Kolumne „Artikel 1, GG“ Nächstenliebe darf kein Fremdwort werden
Mittwochs geht es hier um den Umgang mit unterschiedlichen Kulturen. Heute zieht unsere Kolumnistin eine politisch-gesellschaftliche Bilanz für das Jahr 2022 – und kommt zu einem erschütternden Ergebnis.
Die Weihnachtszeit habe ich mit Hund Oskar bei meiner Familie in Hannover verbracht. Die Tage verliefen harmonisch und ich war ganz entspannt – was daran lag, dass ich mich von der Außenwelt abgeschottet, ganz bewusst auf Medienkonsum verzichtet und tagelang keine Nachrichten verfolgt habe. Stattdessen habe ich gehäkelt, Romane gelesen und lange Spaziergänge mit Oskar gemacht.
Zur Person
Canan Topçu (57) ist als Tochter türkischer Arbeitsmigranten in Hannover aufgewachsen. Nach der Ausbildung bei der Hannoverschen Allgemeinen Zeitung wechselte die Journalistin zur Frankfurter Rundschau. Seit 2012 ist die Hanauerin freiberuflich als Autorin sowie als Referentin und Dozentin tätig.
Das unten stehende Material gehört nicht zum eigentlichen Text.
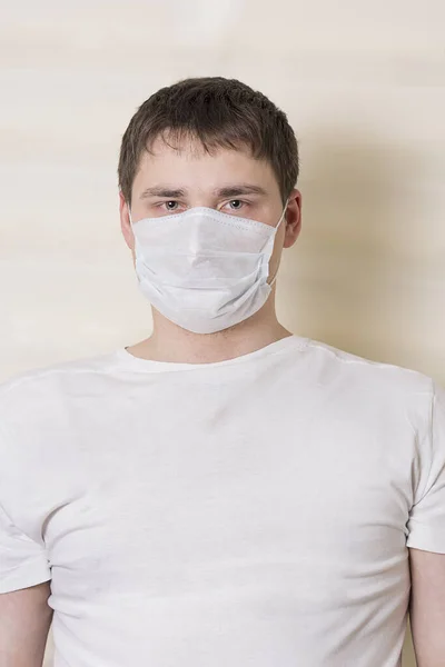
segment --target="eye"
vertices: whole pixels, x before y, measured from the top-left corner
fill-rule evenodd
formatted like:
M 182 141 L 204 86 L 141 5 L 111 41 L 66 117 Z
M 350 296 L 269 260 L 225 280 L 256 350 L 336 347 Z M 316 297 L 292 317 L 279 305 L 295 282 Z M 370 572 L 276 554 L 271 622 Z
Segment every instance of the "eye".
M 243 207 L 243 201 L 240 199 L 233 199 L 229 201 L 229 206 L 231 210 L 239 211 L 239 209 Z
M 166 203 L 166 208 L 168 211 L 176 211 L 177 206 L 178 206 L 177 201 L 166 201 L 165 203 Z

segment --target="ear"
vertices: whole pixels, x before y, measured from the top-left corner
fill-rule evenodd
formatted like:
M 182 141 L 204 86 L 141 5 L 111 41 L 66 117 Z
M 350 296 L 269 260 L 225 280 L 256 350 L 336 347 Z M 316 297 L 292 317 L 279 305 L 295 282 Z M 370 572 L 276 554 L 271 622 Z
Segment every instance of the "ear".
M 120 216 L 120 229 L 122 231 L 125 241 L 130 250 L 135 248 L 135 237 L 131 229 L 130 216 L 128 212 L 128 203 L 119 191 L 119 216 Z
M 283 248 L 290 248 L 301 231 L 301 192 L 296 188 L 289 195 L 285 219 L 286 232 Z

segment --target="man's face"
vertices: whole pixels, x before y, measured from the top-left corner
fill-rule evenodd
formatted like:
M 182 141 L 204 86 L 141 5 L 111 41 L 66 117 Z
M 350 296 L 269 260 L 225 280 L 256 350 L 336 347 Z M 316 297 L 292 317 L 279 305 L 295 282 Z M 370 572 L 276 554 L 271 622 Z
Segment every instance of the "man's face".
M 174 143 L 174 142 L 171 142 Z M 276 227 L 283 201 L 271 167 L 247 150 L 217 149 L 209 155 L 198 140 L 168 146 L 157 139 L 141 157 L 131 193 L 131 219 L 160 218 L 192 207 L 208 207 Z M 120 196 L 122 233 L 135 262 L 135 239 L 128 205 Z M 283 248 L 290 247 L 300 230 L 300 193 L 293 190 L 278 229 L 269 263 L 275 276 Z

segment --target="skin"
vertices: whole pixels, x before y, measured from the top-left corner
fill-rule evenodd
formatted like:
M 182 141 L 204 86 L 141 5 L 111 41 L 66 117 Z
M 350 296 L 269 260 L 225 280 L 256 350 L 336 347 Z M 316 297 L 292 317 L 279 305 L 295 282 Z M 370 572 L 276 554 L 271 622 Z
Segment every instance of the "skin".
M 171 146 L 170 146 L 171 145 Z M 245 185 L 261 188 L 264 193 L 239 193 Z M 218 192 L 222 188 L 233 192 Z M 147 192 L 157 188 L 167 196 Z M 170 191 L 170 195 L 166 192 Z M 172 191 L 182 193 L 174 197 Z M 237 193 L 238 192 L 238 193 Z M 125 241 L 135 262 L 135 238 L 128 202 L 120 193 L 120 221 Z M 192 207 L 208 207 L 228 215 L 246 217 L 276 226 L 284 209 L 275 173 L 268 162 L 257 160 L 247 149 L 220 148 L 207 153 L 199 141 L 185 139 L 180 145 L 157 139 L 150 152 L 141 157 L 131 191 L 134 223 L 142 218 L 181 212 Z M 290 192 L 285 220 L 278 229 L 269 262 L 269 279 L 278 270 L 284 248 L 290 248 L 301 229 L 301 195 Z M 154 330 L 149 338 L 130 346 L 128 351 L 142 359 L 206 364 L 222 361 L 260 349 L 290 335 L 277 320 L 275 283 L 263 308 L 247 320 L 216 334 L 194 334 L 169 321 L 152 308 Z

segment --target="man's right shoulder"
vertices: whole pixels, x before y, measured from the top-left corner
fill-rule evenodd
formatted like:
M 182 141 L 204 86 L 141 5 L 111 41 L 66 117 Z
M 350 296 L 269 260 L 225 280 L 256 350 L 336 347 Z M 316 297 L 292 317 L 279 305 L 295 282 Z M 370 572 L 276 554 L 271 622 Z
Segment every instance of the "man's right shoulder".
M 59 361 L 43 367 L 22 370 L 0 382 L 0 410 L 14 401 L 43 398 L 86 386 L 92 376 L 110 372 L 115 354 Z

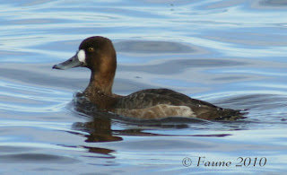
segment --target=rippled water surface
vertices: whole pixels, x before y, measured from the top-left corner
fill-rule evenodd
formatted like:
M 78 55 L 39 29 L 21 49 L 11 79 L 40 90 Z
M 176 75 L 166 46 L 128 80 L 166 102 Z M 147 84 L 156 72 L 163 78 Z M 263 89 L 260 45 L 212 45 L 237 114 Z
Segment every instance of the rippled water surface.
M 0 174 L 284 173 L 286 10 L 283 0 L 2 2 Z M 170 88 L 248 109 L 247 118 L 139 122 L 76 111 L 73 93 L 90 72 L 51 67 L 94 35 L 117 51 L 116 93 Z

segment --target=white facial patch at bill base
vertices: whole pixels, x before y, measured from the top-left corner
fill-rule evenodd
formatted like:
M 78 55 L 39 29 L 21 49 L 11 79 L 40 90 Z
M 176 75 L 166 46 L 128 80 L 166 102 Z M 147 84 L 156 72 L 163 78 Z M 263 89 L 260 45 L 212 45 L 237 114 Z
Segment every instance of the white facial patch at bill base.
M 83 49 L 81 49 L 78 51 L 77 57 L 78 57 L 79 61 L 81 61 L 83 63 L 86 62 L 86 54 L 84 53 Z

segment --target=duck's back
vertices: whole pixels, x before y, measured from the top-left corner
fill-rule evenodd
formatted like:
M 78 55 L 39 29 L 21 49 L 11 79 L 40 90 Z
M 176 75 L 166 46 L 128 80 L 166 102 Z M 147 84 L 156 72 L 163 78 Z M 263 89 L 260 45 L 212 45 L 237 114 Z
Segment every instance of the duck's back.
M 215 119 L 239 114 L 239 110 L 224 109 L 169 89 L 148 89 L 119 97 L 114 112 L 145 119 L 167 117 Z

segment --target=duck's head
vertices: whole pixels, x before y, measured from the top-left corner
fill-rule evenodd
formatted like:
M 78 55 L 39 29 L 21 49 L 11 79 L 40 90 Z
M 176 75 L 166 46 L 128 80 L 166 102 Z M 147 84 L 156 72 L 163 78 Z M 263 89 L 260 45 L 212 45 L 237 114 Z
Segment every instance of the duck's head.
M 77 66 L 88 67 L 93 73 L 115 73 L 117 57 L 112 42 L 104 37 L 87 38 L 74 57 L 53 68 L 65 70 Z

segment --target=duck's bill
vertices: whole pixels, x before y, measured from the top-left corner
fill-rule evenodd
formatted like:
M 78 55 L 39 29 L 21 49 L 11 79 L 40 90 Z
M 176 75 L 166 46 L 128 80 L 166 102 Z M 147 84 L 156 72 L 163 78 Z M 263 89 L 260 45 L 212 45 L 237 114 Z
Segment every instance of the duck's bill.
M 78 56 L 76 54 L 73 57 L 63 63 L 54 65 L 53 69 L 65 70 L 77 66 L 83 66 L 83 63 L 79 60 Z

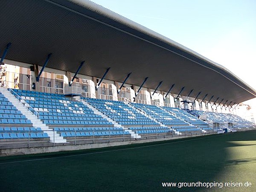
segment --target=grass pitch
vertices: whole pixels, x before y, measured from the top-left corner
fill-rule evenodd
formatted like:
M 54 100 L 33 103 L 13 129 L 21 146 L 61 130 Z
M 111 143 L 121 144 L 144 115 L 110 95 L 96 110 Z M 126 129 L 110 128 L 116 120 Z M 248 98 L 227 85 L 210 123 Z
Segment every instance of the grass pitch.
M 0 157 L 0 191 L 256 191 L 256 131 Z M 162 186 L 249 182 L 251 187 Z

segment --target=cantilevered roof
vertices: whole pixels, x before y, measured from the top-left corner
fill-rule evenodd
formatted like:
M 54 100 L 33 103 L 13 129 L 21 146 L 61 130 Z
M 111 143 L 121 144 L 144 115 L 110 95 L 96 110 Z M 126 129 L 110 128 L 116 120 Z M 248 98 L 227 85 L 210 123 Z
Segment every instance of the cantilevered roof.
M 256 91 L 229 70 L 181 45 L 102 6 L 82 0 L 0 1 L 0 49 L 6 58 L 206 100 L 212 96 L 237 103 Z M 2 53 L 1 53 L 2 54 Z M 229 103 L 229 102 L 227 103 Z

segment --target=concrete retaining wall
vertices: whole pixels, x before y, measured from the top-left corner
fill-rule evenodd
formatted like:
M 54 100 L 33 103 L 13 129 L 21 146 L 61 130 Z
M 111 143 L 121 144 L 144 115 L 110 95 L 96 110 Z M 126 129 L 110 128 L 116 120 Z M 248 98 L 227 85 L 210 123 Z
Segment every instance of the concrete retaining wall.
M 212 134 L 207 134 L 207 135 Z M 123 145 L 135 143 L 143 143 L 154 141 L 160 141 L 168 140 L 181 139 L 186 137 L 192 137 L 201 136 L 204 135 L 193 135 L 189 136 L 174 137 L 166 137 L 157 139 L 150 139 L 127 141 L 120 141 L 112 143 L 101 143 L 86 144 L 77 145 L 62 145 L 55 146 L 42 146 L 30 147 L 27 148 L 8 148 L 0 150 L 0 156 L 8 156 L 11 155 L 18 155 L 22 154 L 35 154 L 43 153 L 51 153 L 52 152 L 63 151 L 67 151 L 79 150 L 90 148 L 102 148 L 103 147 Z

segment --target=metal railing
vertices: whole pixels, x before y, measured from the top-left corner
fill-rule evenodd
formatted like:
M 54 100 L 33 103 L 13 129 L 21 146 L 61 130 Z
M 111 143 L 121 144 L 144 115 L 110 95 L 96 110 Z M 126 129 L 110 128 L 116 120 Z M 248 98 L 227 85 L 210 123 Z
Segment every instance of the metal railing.
M 15 97 L 15 95 L 16 95 L 17 96 L 18 98 L 17 99 L 18 102 L 18 105 L 20 105 L 20 103 L 21 105 L 22 105 L 26 108 L 26 109 L 30 111 L 32 114 L 35 115 L 37 119 L 39 119 L 39 113 L 38 112 L 35 111 L 34 108 L 29 105 L 29 104 L 26 102 L 25 99 L 22 99 L 21 97 L 18 95 L 15 91 L 14 91 L 12 89 L 11 89 L 11 88 L 8 88 L 8 89 L 9 89 L 11 94 L 13 95 Z M 12 92 L 14 93 L 14 94 L 12 93 Z M 22 102 L 21 101 L 23 101 L 23 102 Z
M 55 88 L 43 86 L 40 86 L 39 87 L 42 89 L 41 90 L 44 93 L 62 94 L 64 93 L 64 89 L 63 88 Z
M 160 107 L 160 103 L 157 102 L 152 102 L 152 104 L 153 105 L 155 105 L 157 107 Z

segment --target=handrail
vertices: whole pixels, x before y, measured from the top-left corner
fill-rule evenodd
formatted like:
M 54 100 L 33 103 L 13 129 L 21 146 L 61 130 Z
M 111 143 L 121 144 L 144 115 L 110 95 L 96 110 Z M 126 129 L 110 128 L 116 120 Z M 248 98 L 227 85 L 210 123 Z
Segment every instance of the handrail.
M 19 95 L 18 95 L 15 91 L 14 91 L 10 87 L 8 87 L 8 88 L 9 89 L 9 91 L 10 91 L 10 92 L 11 93 L 11 94 L 12 93 L 11 91 L 12 91 L 13 93 L 15 93 L 15 94 L 16 94 L 17 96 L 18 96 L 18 100 L 19 102 L 19 103 L 21 103 L 23 106 L 24 106 L 26 109 L 27 109 L 29 111 L 30 111 L 31 112 L 31 113 L 32 113 L 34 115 L 37 119 L 39 119 L 39 113 L 37 111 L 36 111 L 34 108 L 31 107 L 29 104 L 28 103 L 27 103 L 24 99 L 23 99 L 21 97 L 20 97 L 20 96 Z M 8 89 L 7 89 L 8 90 Z M 23 100 L 24 103 L 23 103 L 20 100 L 20 100 L 21 99 Z M 32 108 L 33 109 L 33 110 L 34 110 L 34 112 L 33 112 L 32 110 L 30 110 L 30 108 Z
M 100 113 L 102 113 L 103 115 L 104 115 L 104 118 L 105 119 L 106 119 L 107 117 L 109 118 L 112 120 L 114 120 L 114 122 L 115 122 L 115 123 L 116 123 L 116 119 L 115 118 L 114 118 L 113 119 L 111 118 L 111 117 L 110 117 L 110 116 L 109 116 L 108 115 L 106 115 L 105 113 L 103 111 L 99 111 L 98 109 L 97 108 L 96 108 L 96 107 L 95 106 L 95 105 L 96 104 L 95 103 L 93 103 L 93 104 L 92 104 L 91 103 L 89 103 L 89 102 L 88 102 L 88 101 L 87 101 L 87 97 L 81 97 L 81 101 L 82 100 L 84 99 L 85 100 L 85 101 L 87 102 L 88 103 L 89 105 L 90 105 L 92 106 L 93 108 L 94 108 L 95 109 L 97 109 L 98 111 L 99 111 Z

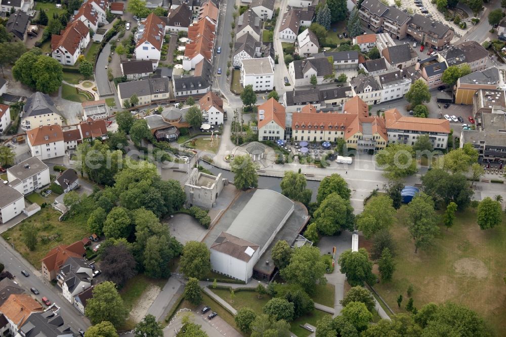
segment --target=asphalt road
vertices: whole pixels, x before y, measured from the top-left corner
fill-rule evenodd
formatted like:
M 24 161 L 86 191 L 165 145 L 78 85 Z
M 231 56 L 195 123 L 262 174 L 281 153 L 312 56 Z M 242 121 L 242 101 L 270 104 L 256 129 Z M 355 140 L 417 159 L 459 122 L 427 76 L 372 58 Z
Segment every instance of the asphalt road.
M 77 309 L 63 298 L 61 289 L 43 280 L 38 271 L 35 270 L 28 261 L 17 252 L 14 251 L 11 244 L 11 242 L 0 238 L 0 261 L 5 266 L 6 269 L 15 276 L 14 280 L 28 292 L 30 292 L 30 288 L 36 288 L 40 292 L 40 294 L 36 297 L 39 302 L 43 296 L 47 297 L 52 303 L 56 303 L 61 308 L 60 314 L 65 324 L 86 331 L 91 325 L 88 319 L 80 315 Z M 21 270 L 23 269 L 30 274 L 29 276 L 25 277 L 21 274 Z

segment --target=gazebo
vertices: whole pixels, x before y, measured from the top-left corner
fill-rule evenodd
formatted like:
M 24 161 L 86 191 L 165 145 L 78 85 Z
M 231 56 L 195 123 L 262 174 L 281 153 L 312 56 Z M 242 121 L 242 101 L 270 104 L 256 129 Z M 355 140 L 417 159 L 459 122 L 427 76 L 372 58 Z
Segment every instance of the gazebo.
M 246 151 L 254 161 L 260 160 L 264 157 L 266 146 L 258 142 L 251 142 L 246 146 Z

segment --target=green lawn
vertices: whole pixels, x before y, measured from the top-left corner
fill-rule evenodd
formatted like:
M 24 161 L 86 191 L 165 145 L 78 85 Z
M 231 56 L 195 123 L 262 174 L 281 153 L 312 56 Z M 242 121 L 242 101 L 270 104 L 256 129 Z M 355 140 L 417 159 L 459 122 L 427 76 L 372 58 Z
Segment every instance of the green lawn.
M 399 213 L 402 219 L 404 207 Z M 457 213 L 454 225 L 440 234 L 430 248 L 414 253 L 407 229 L 399 222 L 391 232 L 397 244 L 397 270 L 392 281 L 375 288 L 396 312 L 404 312 L 408 285 L 414 288 L 414 306 L 419 309 L 431 302 L 452 301 L 479 313 L 496 335 L 506 335 L 504 263 L 506 260 L 506 216 L 502 226 L 481 230 L 476 212 L 470 208 Z M 399 294 L 405 300 L 399 309 Z

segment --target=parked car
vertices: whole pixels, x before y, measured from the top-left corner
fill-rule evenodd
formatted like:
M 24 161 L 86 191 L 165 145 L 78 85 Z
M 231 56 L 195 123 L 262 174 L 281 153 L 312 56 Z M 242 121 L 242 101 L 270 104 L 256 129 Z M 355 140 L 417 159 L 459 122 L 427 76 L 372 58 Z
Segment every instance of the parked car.
M 49 300 L 48 300 L 48 298 L 47 298 L 45 296 L 42 298 L 42 302 L 44 304 L 48 306 L 48 307 L 51 305 L 51 302 L 49 301 Z

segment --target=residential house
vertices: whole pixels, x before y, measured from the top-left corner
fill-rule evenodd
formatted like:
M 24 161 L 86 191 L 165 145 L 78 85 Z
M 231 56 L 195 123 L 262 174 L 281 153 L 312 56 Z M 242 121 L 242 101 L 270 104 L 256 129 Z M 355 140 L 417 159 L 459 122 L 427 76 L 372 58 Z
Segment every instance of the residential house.
M 56 280 L 60 268 L 69 258 L 82 259 L 86 254 L 85 246 L 80 240 L 68 245 L 61 244 L 53 248 L 41 260 L 43 275 L 50 282 Z
M 49 167 L 36 157 L 31 157 L 7 169 L 8 186 L 26 195 L 49 185 Z
M 240 82 L 243 87 L 251 85 L 255 91 L 272 90 L 274 68 L 267 57 L 242 60 Z
M 284 107 L 274 98 L 258 106 L 258 140 L 285 139 L 286 116 Z
M 407 34 L 426 47 L 441 50 L 449 46 L 453 28 L 419 14 L 415 14 L 408 24 Z
M 165 23 L 152 13 L 139 25 L 135 58 L 151 60 L 158 66 L 165 35 Z
M 368 53 L 376 47 L 375 34 L 363 34 L 353 38 L 353 44 L 357 45 L 362 53 Z
M 81 106 L 82 107 L 83 120 L 88 118 L 107 119 L 109 117 L 109 106 L 105 100 L 83 102 Z
M 439 62 L 445 62 L 448 67 L 467 64 L 471 72 L 485 69 L 488 58 L 488 51 L 476 41 L 466 41 L 450 46 L 439 53 Z
M 61 35 L 51 35 L 51 57 L 63 65 L 73 66 L 90 43 L 90 28 L 80 20 L 69 23 Z
M 504 86 L 500 71 L 495 66 L 472 72 L 457 80 L 455 104 L 471 105 L 473 98 L 480 89 L 495 90 Z
M 385 112 L 389 143 L 412 145 L 421 135 L 428 135 L 434 149 L 446 149 L 450 122 L 445 119 L 406 117 L 396 108 Z
M 7 130 L 11 124 L 11 109 L 8 105 L 0 104 L 0 134 Z
M 329 82 L 335 77 L 334 69 L 326 57 L 293 61 L 288 70 L 296 87 L 311 85 L 313 75 L 318 85 Z
M 271 20 L 274 13 L 274 0 L 252 0 L 249 8 L 262 20 Z
M 7 32 L 12 33 L 17 39 L 24 42 L 26 40 L 26 28 L 29 22 L 30 16 L 21 10 L 18 10 L 9 17 L 5 28 Z
M 59 125 L 40 125 L 26 132 L 31 155 L 44 160 L 65 155 L 63 131 Z
M 169 97 L 168 80 L 166 78 L 149 78 L 118 84 L 118 98 L 121 107 L 125 107 L 125 101 L 133 95 L 139 99 L 138 105 L 150 104 L 152 102 L 165 100 Z
M 198 104 L 205 121 L 212 125 L 223 123 L 223 100 L 219 96 L 210 91 L 199 100 Z
M 307 57 L 317 54 L 320 49 L 316 35 L 309 28 L 299 34 L 295 43 L 295 52 L 301 56 Z
M 168 11 L 165 21 L 165 32 L 188 31 L 193 21 L 191 11 L 188 6 L 178 6 Z
M 176 97 L 193 96 L 200 97 L 211 89 L 211 64 L 202 60 L 195 67 L 193 75 L 173 76 L 173 88 Z
M 257 41 L 260 40 L 262 25 L 260 17 L 252 10 L 249 9 L 239 16 L 235 36 L 237 38 L 247 33 L 252 36 Z
M 153 65 L 151 60 L 127 60 L 119 64 L 123 76 L 131 81 L 149 77 L 154 70 Z

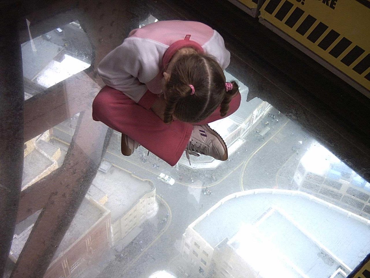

Während der Touren in der Natur gingen meine Gedanken auf Reisen. Obwohl ich sie immer wieder ins Hier und Jetzt zurückzuholen versuchte, gelang es mir nicht, ganz abzuschalten. Unfreiwillig bilanzierte ich das zu Ende gehende Jahr. Es gibt kaum ein gesellschaftliches oder politisches Ereignis, das ich auf Anhieb als ein erfreuliches bezeichnen kann. 2022 verbinde ich – wie sicherlich auch viele andere – vor allem mit Corona, Kriegen und Krisen. Und damit einhergehend mit sehr viel Leid für Menschen in nah und fern. Der russische Angriffskrieg auf die Ukraine, der Völkermord an der muslimischen Minderheit der Uiguren in China, die Burkapflicht für Frauen in Afghanistan, die Gewalt des islamistischen Regimes im Iran gegen Frauen und Männer, die für Selbstbestimmung demonstrieren, sogenannte Reichsbürger, die einen Umsturz planten, Rechtsextreme, die Asylbewerber angreifen... Der Glaube an das Gute wird durch die brutale Realität tagtäglich erschüttert.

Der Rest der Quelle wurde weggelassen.